Pathophysiological Changes in Female Rats with Estrous Cycle Disorder Induced by Long-Term Heat Stress

Abstract

High-temperature exposure is detrimental to women's reproductive health; however, the impact caused by long-term high temperature is not comprehensive, and a stable model of estrous cycle disorder induced by a high temperature is yet lacking. Herein, we aimed to establish a stable and effective model of estrous cycle disorder in female rats induced by long-term heat stress to study its physiological and pathological characteristics and explore the underlying mechanism. In the present study, female Sprague-Dawley rats with normal estrous cycles were exposed to the temperature of 38 ± 0.5°C, relative humidity (RH) of 55 ± 5% (2 h/d, 1 time/d) hot cabin at more than 90 days. Consequently, after long-term heat stress, no difference was detected in body weight and rectal temperature, but the estrus cycle was prolonged, the uterine organ index was increased, pathological changes occurred, the increase latitude of stress hormones heat shock protein 70 (Hsp70) and corticosterone (CORT) decreased, estradiol (E₂) and luteinizing hormone (LH) levels decreased, follicle stimulating hormone (FSH) and prolactin (Prl) levels increased, gonadotropin-releasing hormone (GnRH) and thyroid hormone (T₄) showed no difference, and insulin (INS) decreased significantly. Moreover, the mRNA expression of the sex hormone receptor in the uterus and ovary was altered. Therefore, the estrous cycle disorder in female rats can be induced by regular heat stress for 90 days, which can be considered the pioneer method. Subsequently, prominent physiological and pathological characteristics and disruption in the hypothalamic-pituitary-gonadal (HPG) axis were noted.

Figure 1

Estrous cycle disorder model in female animals induced by high temperature. (a) Change in body weight of female rats in heat stress (n = 10). The body weight of the rats was measured every 10 days. (b) Effects of heat exposure on T_core (n = 10). The T_core of the two groups of rats was determined in the rectum at 5 cm by an animal rectal thermometer every 10 days. (c) Microphotographs (10 × 40) of cellular characteristics for the identification of the estrus stage. Proestrus smear mainly consisted of nucleated epithelial cells (I); an estrus smear primarily consisted of anucleated cornified cells (II); a metestrus smear consisted of the same proportion among leukocytes anucleated cornified cells, and nucleated epithelial cells (III); and a diestrus smear primarily consisted of leukocytes (IV). (d) Effects of heat exposure on cumulative estrous cycle disorder rate (n = 22). (e) Effects of heat exposure on periodic numbers (n = 22). (f) Effects of heat exposure on estrus cycle duration (n = 22). (g) The content of serum Hsp70 in the heat stress group (n = 10). (h) The content of serum CORT in the heat stress group (n = 10). The protein concentration of serum Hsp70 and CORT was detected by ELISA. The blood samples from the medial canthus of two groups' rats were collected at day 0, day 1, and day 90. Values were presented as mean ± SEM. ^∗P < 0.05 and ^∗∗P < 0.01vs. the control group, ^#P < 0.05 and ^##P < 0.01vs. the heat stress group (day 0), and ^△P < 0.05 and ^△△P < 0.01vs. the heat stress group (day 90).

Figure 2

Long-term heat stress decreased the organ index of the uterus and affected the histopathology of the ovary. (a) Effect of heat exposure on the indexes of reproductive organs (n = 10). (b) Photomicrographs of the rat uterus and ovary by H&E staining (n = 3).
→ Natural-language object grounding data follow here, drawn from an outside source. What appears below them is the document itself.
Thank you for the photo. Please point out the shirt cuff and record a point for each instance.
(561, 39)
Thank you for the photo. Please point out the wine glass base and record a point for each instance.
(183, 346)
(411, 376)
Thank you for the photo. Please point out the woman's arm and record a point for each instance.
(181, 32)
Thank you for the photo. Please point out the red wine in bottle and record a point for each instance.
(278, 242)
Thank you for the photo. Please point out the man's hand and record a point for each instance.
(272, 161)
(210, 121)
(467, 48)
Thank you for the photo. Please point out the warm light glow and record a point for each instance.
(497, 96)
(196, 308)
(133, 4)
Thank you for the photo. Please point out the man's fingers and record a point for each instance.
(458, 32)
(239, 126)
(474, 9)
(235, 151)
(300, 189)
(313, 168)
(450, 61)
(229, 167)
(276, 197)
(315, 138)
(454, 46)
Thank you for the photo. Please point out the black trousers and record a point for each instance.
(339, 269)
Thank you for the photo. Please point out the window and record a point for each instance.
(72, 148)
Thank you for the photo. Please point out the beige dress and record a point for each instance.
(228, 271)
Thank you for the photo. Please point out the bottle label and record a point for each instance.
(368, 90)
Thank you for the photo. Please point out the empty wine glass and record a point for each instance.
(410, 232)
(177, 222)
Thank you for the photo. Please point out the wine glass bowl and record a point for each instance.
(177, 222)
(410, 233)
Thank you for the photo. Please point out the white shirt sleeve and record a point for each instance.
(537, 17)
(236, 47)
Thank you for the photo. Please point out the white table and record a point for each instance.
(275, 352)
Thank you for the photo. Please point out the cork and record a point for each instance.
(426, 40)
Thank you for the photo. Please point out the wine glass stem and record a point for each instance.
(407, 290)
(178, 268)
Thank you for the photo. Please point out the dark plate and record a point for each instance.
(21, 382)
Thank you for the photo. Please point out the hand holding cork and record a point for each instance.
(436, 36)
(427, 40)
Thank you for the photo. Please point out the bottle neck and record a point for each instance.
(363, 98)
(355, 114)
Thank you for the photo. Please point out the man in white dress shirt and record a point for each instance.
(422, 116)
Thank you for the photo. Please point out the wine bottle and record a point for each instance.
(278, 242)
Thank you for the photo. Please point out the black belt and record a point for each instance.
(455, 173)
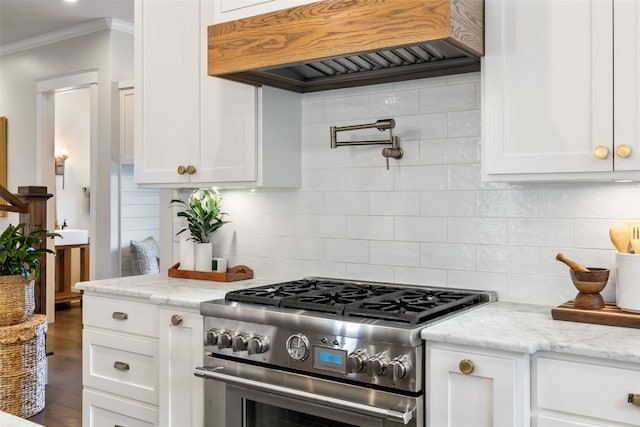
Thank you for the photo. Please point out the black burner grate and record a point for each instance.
(365, 300)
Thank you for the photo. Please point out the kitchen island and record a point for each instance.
(513, 365)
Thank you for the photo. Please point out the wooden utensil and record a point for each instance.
(572, 264)
(619, 233)
(635, 239)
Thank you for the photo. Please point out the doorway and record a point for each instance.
(78, 136)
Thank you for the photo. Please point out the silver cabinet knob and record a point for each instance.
(356, 361)
(258, 344)
(176, 320)
(600, 152)
(376, 366)
(399, 369)
(623, 151)
(224, 340)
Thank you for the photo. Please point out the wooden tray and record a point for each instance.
(610, 315)
(237, 272)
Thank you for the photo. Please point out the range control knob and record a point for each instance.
(224, 340)
(239, 343)
(211, 336)
(258, 344)
(398, 368)
(356, 361)
(377, 365)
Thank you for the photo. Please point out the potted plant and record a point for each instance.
(204, 217)
(21, 251)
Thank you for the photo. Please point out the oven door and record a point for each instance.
(261, 397)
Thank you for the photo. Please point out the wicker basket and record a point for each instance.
(23, 359)
(16, 299)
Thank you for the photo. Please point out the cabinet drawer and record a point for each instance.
(588, 389)
(120, 315)
(121, 365)
(102, 410)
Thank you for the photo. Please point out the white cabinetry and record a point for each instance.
(126, 95)
(493, 391)
(119, 362)
(193, 129)
(228, 10)
(570, 391)
(181, 393)
(548, 90)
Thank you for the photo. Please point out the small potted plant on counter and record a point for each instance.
(21, 251)
(204, 217)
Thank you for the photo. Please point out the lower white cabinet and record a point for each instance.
(119, 362)
(469, 386)
(181, 350)
(138, 360)
(573, 391)
(104, 410)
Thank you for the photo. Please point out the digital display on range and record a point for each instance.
(330, 359)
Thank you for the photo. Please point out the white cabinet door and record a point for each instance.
(167, 47)
(495, 394)
(626, 68)
(181, 393)
(547, 86)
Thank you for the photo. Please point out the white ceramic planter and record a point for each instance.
(203, 252)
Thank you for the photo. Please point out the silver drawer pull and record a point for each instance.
(119, 315)
(121, 366)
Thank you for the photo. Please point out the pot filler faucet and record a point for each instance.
(385, 124)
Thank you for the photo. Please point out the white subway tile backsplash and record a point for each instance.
(416, 178)
(507, 203)
(449, 150)
(477, 230)
(463, 123)
(420, 229)
(391, 104)
(394, 203)
(370, 227)
(428, 220)
(368, 179)
(541, 232)
(404, 254)
(447, 203)
(448, 256)
(448, 98)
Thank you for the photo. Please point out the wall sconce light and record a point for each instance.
(60, 159)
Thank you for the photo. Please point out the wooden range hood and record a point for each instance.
(334, 44)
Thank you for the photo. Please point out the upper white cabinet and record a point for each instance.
(560, 90)
(126, 95)
(228, 10)
(194, 130)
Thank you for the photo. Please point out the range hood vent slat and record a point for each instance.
(334, 44)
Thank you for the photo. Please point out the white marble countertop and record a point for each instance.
(8, 420)
(526, 328)
(161, 289)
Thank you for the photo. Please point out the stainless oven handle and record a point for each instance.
(214, 374)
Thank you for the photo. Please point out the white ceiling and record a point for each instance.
(23, 19)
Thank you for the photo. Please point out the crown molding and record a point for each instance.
(67, 33)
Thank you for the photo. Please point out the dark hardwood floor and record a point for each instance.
(63, 395)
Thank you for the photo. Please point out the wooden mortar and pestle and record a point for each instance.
(589, 282)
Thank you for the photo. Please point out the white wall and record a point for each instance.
(429, 219)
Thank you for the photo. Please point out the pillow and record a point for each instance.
(145, 256)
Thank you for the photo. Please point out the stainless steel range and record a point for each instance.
(322, 352)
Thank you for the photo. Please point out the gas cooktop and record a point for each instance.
(369, 300)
The rat ovary (I), uterus (horizontal III and V; vertical VII and IX) in the control group. The rat ovary (II) and uterus (horizontal IV and VI vertical: VII and X) of the heat stress group. Scale bar = 100 μm. (c) Graphical representation of uterine epithelial height (n = 10). Values are presented as the mean value ± SEM. ^∗P < 0.05vs. the control group.

Figure 3

Long-term heat stress disrupted the levels of sex hormones and neuroendocrine hormones in female rats as assessed by ELISA (n = 10). (a) The content of serum T, P, E₂, LH, FSH, and Prl in the two groups of rats. (b) The content of serum T₄, GnRH, and INS in the two groups of rats. Values were presented as mean ± SEM. ^∗P < 0.05 and ^∗∗P < 0.01vs. the control group.

Figure 4

Expression of TR, ER-α, FSHR, LHR, PR, and PrlR genes in the reproductive organs of the two groups rats (n = 10). (a) Gene expression of sex hormone receptors in the uterus. (b) Gene expression of sex hormone receptors in the ovary. The level was represented as the mean value ± SEM. ^∗P < 0.05vs. the control group.